The aims of a film’s opening scene include: introduction to characters; establishing the setting; introducing the plotline; building suspense and achieving dramatic impact. I think that the most important element in the opening of a film is how well the director builds suspense and creates a dramatic impact, because these are the factors that will retain the audience’s interest. I believe that the Lean version develops suspense well and this is achieved because there is an eerie delay before the audience meets Magwitch.
The suspense is heightened by sound effects of trees creaking and the wind whistling along with shots that demonstrate Pip’s anxiety through close-ups of the actor’s facial features. Undeniably the shots and overall look of the film are crucial components of an effective opening. Moreover, I feel that the artistry in Lean’s film is superior because there are numerous wide shots of vivid landscapes with bold horizontal lines which will have a dramatic effect on the audience. I feel that the music which accompanied the title credits in the Lean version is very effective because it creates a joyful and light atmosphere.
This ambience directly and sharply contrasts with what the audience feels when Pip is in the graveyard. This distinction creates tension because of how fast the transition is. There is no more music after the opening credits and this makes the sudden change so much more evident and disturbing for the audience. The effect is that the audience’s focus is kept directly on what is happening and I feel that the absence of music is a very appropriate and effective way to do this. The later version of the film used soft music at the beginning which gives the scene an eerie feel.
This is also an effective use of music because it makes the audience feel uncomfortable as they watch because they get the impression that something is about to interrupt. In the later version a drum is also used when Pip is being chased by Magwitch. This could be interpreted as Magwitch’s footsteps as he chases Pip or the heartbeat of Magwitch or Pip. The loud drum beats make the audience anxious. There are also high notes played when the boy is running home and this gives an eerie feel to the images.
It is effective because it continues the atmosphere which has originally been created. It also manages to keep the audience’s attention as they are wondering what has happened and may not be focusing on the screen and the piercing high notes would bring their attention back as well as continuing the mood.

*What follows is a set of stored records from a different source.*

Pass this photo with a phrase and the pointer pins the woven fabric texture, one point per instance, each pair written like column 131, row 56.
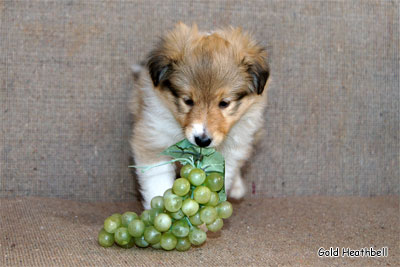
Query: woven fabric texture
column 261, row 232
column 332, row 124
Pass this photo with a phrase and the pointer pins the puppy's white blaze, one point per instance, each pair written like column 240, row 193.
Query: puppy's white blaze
column 155, row 181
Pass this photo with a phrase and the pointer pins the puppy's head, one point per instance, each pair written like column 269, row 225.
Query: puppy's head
column 208, row 80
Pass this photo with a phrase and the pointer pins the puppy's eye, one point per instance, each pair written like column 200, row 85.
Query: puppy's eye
column 224, row 104
column 188, row 102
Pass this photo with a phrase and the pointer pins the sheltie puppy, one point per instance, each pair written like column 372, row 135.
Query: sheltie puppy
column 208, row 87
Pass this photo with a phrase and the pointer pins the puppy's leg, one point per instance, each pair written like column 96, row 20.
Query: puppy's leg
column 234, row 184
column 155, row 181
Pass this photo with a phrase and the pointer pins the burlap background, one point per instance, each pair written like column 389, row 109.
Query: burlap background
column 332, row 125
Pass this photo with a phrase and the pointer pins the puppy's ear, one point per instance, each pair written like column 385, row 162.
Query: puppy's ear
column 259, row 73
column 160, row 67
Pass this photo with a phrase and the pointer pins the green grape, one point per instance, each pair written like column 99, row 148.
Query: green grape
column 162, row 222
column 112, row 223
column 208, row 214
column 105, row 239
column 157, row 203
column 122, row 236
column 116, row 215
column 141, row 242
column 127, row 217
column 131, row 244
column 136, row 228
column 180, row 228
column 151, row 235
column 195, row 219
column 173, row 203
column 185, row 170
column 197, row 236
column 214, row 199
column 224, row 210
column 153, row 214
column 167, row 193
column 181, row 187
column 216, row 225
column 197, row 176
column 146, row 217
column 168, row 241
column 215, row 181
column 183, row 244
column 177, row 215
column 156, row 246
column 190, row 207
column 202, row 194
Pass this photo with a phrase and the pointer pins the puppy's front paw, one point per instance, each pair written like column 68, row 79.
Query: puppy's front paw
column 238, row 189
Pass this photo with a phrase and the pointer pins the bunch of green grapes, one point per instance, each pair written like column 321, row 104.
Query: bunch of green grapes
column 176, row 219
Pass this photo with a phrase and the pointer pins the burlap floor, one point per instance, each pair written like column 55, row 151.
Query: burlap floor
column 262, row 232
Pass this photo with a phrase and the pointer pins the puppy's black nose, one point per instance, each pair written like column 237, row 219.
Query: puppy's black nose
column 203, row 141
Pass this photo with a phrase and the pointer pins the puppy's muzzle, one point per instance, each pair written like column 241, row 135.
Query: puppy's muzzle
column 202, row 140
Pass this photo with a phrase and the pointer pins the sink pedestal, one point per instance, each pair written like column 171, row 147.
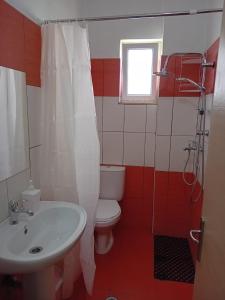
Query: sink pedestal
column 39, row 285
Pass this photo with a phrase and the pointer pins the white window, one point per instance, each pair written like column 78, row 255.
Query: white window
column 138, row 62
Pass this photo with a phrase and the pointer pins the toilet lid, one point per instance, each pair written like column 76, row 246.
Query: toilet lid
column 107, row 209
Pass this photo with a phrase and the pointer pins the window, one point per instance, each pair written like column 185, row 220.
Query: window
column 138, row 62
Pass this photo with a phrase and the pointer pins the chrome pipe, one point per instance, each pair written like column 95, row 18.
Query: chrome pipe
column 138, row 16
column 201, row 88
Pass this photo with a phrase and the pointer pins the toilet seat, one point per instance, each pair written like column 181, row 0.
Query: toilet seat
column 107, row 211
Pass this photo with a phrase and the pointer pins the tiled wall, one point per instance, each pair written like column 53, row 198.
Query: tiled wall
column 126, row 132
column 152, row 136
column 21, row 50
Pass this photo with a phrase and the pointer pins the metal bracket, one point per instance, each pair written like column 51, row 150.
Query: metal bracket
column 199, row 240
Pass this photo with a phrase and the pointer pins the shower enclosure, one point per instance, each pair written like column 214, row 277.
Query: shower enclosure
column 195, row 148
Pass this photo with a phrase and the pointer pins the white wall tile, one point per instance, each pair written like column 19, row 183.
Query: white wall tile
column 113, row 114
column 3, row 201
column 185, row 116
column 150, row 150
column 135, row 118
column 151, row 118
column 112, row 148
column 209, row 102
column 178, row 156
column 134, row 147
column 164, row 115
column 100, row 142
column 34, row 114
column 98, row 108
column 35, row 165
column 162, row 154
column 17, row 184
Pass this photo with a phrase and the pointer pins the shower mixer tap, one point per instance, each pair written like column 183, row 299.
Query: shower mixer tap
column 192, row 146
column 202, row 132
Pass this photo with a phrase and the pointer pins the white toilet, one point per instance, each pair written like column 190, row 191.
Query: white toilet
column 108, row 210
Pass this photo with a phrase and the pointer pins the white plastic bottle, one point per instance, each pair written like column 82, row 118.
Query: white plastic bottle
column 31, row 197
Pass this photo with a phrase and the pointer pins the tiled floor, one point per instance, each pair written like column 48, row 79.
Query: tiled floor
column 126, row 272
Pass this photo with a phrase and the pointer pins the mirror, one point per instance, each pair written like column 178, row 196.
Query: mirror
column 14, row 149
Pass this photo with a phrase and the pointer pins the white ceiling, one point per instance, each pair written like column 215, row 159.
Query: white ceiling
column 54, row 9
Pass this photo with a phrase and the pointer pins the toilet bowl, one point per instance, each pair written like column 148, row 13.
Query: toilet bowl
column 108, row 209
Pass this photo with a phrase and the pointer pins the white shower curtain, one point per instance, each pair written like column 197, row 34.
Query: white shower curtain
column 70, row 145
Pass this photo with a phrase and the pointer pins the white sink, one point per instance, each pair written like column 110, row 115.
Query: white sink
column 54, row 229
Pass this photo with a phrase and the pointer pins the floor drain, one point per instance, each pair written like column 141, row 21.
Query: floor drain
column 35, row 250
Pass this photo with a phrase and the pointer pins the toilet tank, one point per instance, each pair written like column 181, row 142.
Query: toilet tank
column 112, row 179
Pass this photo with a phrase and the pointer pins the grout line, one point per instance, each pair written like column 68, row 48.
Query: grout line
column 28, row 131
column 35, row 146
column 102, row 128
column 145, row 140
column 123, row 155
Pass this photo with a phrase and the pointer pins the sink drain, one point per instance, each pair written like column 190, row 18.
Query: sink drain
column 35, row 250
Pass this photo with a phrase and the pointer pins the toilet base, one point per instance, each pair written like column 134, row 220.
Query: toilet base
column 103, row 240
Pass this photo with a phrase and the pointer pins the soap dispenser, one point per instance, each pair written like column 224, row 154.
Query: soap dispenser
column 31, row 197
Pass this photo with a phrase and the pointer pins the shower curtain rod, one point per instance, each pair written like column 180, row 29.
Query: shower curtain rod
column 138, row 16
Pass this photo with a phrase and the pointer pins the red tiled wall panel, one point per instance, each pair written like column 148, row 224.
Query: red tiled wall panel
column 172, row 206
column 111, row 77
column 20, row 43
column 211, row 55
column 32, row 36
column 196, row 212
column 97, row 72
column 137, row 202
column 169, row 87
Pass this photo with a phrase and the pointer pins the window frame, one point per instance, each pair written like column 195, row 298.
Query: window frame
column 126, row 45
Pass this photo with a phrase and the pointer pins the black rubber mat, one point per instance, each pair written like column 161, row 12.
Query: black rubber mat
column 172, row 259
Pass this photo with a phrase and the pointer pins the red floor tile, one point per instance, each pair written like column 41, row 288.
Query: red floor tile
column 126, row 272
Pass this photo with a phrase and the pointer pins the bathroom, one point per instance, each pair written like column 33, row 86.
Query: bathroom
column 153, row 150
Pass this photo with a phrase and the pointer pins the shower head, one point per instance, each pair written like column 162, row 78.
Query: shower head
column 180, row 79
column 162, row 73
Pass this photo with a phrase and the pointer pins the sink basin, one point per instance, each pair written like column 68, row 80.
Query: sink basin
column 39, row 241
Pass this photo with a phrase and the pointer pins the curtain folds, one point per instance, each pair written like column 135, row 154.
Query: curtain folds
column 70, row 146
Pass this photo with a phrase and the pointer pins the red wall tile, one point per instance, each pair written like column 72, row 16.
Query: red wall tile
column 12, row 38
column 160, row 201
column 191, row 71
column 211, row 55
column 32, row 34
column 20, row 43
column 167, row 84
column 172, row 204
column 97, row 72
column 137, row 202
column 111, row 77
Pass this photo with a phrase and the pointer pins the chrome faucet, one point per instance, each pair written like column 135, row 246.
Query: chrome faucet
column 15, row 210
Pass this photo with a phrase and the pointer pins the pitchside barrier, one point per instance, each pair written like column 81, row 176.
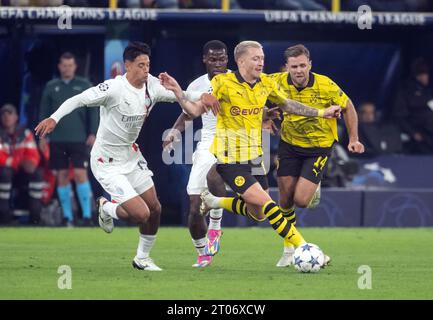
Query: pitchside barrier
column 388, row 191
column 353, row 208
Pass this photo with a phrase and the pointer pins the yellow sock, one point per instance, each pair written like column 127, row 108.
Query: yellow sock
column 290, row 215
column 281, row 225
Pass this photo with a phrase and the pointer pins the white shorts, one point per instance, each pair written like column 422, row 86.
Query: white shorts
column 122, row 184
column 202, row 161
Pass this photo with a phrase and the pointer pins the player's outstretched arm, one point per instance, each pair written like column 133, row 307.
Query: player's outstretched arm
column 45, row 127
column 295, row 107
column 351, row 120
column 194, row 109
column 182, row 122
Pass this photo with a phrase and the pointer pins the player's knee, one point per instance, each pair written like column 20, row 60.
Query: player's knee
column 155, row 209
column 286, row 203
column 141, row 216
column 301, row 201
column 215, row 183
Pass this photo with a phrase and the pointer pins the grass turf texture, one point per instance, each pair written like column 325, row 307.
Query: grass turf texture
column 401, row 261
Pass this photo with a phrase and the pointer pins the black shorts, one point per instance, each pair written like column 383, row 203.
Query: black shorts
column 242, row 176
column 309, row 163
column 62, row 153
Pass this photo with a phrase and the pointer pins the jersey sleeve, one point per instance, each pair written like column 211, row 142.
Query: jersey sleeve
column 276, row 95
column 337, row 96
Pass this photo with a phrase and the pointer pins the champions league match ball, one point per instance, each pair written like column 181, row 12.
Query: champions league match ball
column 308, row 258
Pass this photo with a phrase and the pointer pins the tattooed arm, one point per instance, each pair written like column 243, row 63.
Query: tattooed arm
column 295, row 107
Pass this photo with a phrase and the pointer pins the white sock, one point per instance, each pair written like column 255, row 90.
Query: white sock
column 110, row 208
column 145, row 244
column 199, row 245
column 215, row 217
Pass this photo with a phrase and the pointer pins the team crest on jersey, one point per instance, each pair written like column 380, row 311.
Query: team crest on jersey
column 235, row 111
column 314, row 97
column 147, row 102
column 103, row 86
column 239, row 181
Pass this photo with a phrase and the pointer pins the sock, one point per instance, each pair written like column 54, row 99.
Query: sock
column 290, row 215
column 64, row 193
column 237, row 206
column 199, row 245
column 215, row 217
column 109, row 208
column 281, row 225
column 145, row 244
column 84, row 193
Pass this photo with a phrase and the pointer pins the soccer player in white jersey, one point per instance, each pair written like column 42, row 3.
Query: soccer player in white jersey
column 215, row 59
column 116, row 160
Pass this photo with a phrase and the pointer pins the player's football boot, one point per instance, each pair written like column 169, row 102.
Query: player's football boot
column 287, row 257
column 213, row 242
column 316, row 197
column 208, row 201
column 202, row 261
column 326, row 261
column 145, row 264
column 105, row 221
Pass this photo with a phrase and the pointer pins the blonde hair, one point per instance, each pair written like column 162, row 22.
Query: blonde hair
column 243, row 46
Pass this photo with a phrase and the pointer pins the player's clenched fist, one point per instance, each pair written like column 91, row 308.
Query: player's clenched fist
column 210, row 102
column 45, row 127
column 332, row 112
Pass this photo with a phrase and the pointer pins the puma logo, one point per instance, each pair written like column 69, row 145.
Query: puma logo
column 291, row 236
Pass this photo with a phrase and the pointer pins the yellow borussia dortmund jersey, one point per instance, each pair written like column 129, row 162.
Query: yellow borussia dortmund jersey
column 238, row 135
column 320, row 92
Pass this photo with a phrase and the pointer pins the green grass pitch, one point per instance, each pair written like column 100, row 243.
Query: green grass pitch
column 401, row 261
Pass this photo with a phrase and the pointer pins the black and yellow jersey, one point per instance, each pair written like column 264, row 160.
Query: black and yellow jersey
column 320, row 93
column 238, row 135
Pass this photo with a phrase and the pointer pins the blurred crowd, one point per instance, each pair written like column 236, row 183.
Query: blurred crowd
column 350, row 5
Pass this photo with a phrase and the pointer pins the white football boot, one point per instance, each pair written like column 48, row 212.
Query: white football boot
column 287, row 257
column 326, row 261
column 105, row 221
column 146, row 264
column 208, row 201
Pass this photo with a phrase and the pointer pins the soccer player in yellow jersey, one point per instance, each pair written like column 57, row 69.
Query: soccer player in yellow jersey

Overall however, I believe the earlier version directed by Lean to be more dramatic because not only does the sudden change in sounds capture the audience’s attention, but the music used can create an idea in the audience’s mind that the story will be joyful.
The transition heightens the emotion and connection the audience feels because their perspective of the film has been changed so dramatically and quickly. Lean’s version of the film uses a lot of dialogue and this allows for some subtlety of characterisation. The dialogue lets the audience learn about the character’s and as the audience knows more about the characters they become more engrossed in the plot. The later version of the film uses only one bit of speech when they have Pip say “Mummy”. Although it is a striking and poignant moment it does not allow any depth to be added to the characters.